By Parmi Natesan and Prieur du Plessis

Like most of the questions people ask in relation to good governance, and particularly in relation to the King Report on Corporate Governance, the answer to this one is, It depends. This is in line with King IV’s principle “Apply and explain”: a good governance code must be flexible enough to allow the board to put the most appropriate measures in place to achieve the desired outcomes ̶ provided it explains its logic.

When it comes to board size, there is some research to back up the view that smaller boards perform better than large ones in the main. PwC’s Non-executive directors’ practices and fees trends report for 2014 shows that the majority of JSE boards have between three and seven members. In the United States, according to November 2015 research “Does Optimal Corporate Board Size Exist?”, the most common board size for publicly traded companies ranges between eight and 11 directors.

Most interestingly, it appears that US companies with fewer board members produce better returns for shareholders, according to a 2014 study by governance researchers GMI Ratings prepared for The Wall Street Journal.
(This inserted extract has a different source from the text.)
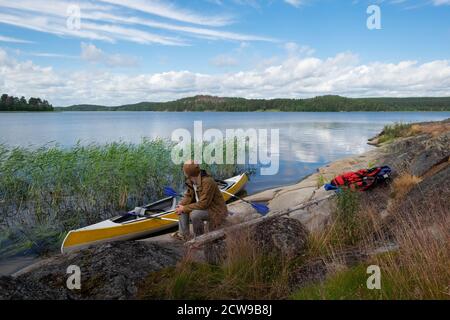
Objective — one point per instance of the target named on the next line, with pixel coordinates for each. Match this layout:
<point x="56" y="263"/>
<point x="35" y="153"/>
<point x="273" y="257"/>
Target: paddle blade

One reason for this could be that smaller boards can support a collegial, collaborative environment. Directors will find it easier to contribute, and assertive directors will be less likely to hold the floor. The chair will be better able to identify those who are side-lined, and solicit their participation. Board members are likely to enjoy themselves more, and thus to give that little bit extra ̶ even if it is subconsciously.

On a more mundane level, smaller boards are easier to manage simply because there are fewer people, and fewer schedules to coordinate. The fee bill is correspondingly smaller too!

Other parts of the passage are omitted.